Lifestyle is also used in kink communities (e.g., BDSM, cross-dressing, swinging, furries) to describe people who live in their kink role full-time (“lifestylers”).
see also: GAY AGENDA; BDSM; FURRIES; KINK
LIVING AS A WO/MAN — A description of a trans person’s pattern of gender expression.
The phrase “living as a woman” or “living as a man” doesn’t make sense. How does a woman live? Its function is to euphemistically refer to transness: to either claim that a closeted trans person is not living “authentically,” or to imply that an out trans person is masquerading.
This phrase also implies that the trans person wasn’t living “as” their gender before they came out. This is a contentious claim; many trans people describe themselves in different terms, saying they have always been their gender, and therefore have always been “living as” their gender because it’s not possible that they ever lived “as” something else.
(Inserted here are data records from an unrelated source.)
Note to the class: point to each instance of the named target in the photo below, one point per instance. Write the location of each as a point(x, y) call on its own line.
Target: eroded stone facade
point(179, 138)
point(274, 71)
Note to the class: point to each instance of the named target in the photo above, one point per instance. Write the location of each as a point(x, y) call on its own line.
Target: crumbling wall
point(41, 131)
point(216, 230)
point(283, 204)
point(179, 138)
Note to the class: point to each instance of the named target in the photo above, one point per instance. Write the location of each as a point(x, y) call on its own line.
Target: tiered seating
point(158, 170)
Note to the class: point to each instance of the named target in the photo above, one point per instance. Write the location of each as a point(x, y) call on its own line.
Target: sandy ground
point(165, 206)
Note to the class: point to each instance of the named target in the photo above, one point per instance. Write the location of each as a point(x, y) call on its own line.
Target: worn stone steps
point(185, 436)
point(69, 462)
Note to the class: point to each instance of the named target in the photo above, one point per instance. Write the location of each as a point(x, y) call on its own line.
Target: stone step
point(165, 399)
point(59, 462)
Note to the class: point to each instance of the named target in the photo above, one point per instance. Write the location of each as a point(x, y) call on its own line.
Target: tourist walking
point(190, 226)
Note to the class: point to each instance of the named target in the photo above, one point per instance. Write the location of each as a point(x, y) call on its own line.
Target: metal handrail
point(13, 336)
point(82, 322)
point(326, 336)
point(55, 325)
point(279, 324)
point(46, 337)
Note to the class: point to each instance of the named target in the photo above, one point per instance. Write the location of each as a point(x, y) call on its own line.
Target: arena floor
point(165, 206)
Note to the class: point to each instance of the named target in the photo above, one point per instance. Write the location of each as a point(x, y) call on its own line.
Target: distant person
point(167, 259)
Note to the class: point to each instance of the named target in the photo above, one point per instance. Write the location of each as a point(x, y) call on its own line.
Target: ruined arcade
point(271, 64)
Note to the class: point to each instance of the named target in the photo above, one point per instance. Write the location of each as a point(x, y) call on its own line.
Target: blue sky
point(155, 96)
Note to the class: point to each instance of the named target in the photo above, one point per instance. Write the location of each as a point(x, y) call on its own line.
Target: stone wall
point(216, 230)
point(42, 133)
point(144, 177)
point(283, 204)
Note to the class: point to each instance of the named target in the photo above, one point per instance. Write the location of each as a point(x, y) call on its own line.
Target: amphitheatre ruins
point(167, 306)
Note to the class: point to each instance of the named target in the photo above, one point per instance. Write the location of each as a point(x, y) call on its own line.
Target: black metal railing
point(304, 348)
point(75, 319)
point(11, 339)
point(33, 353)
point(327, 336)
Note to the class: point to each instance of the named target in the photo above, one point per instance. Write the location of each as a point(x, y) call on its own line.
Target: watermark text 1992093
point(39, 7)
Some trans people may self-describe using this language, which is their prerogative, but it’s not good practice to employ when referring to other people.
Tellingly, cis people are never “living as” men or women; they simply are men or women.
see also: REAL-LIFE EXPERIENCE; TRANSPHOBIA; TRANS HEALTHCARE
LOVE — An emotion of strong affection or devotion. It is an important facet of the discourse surrounding LGBT+ identity and rights.
While sexual-romantic love is prioritized as the highest form of affection and the closest interpersonal bond, there are other forms of love: familial love, platonic love, self-love.
Mainstream LGBT+ groups used the slogan “love wins” to celebrate marriage equality; this implies that it was an issue of love, rather than assimilation.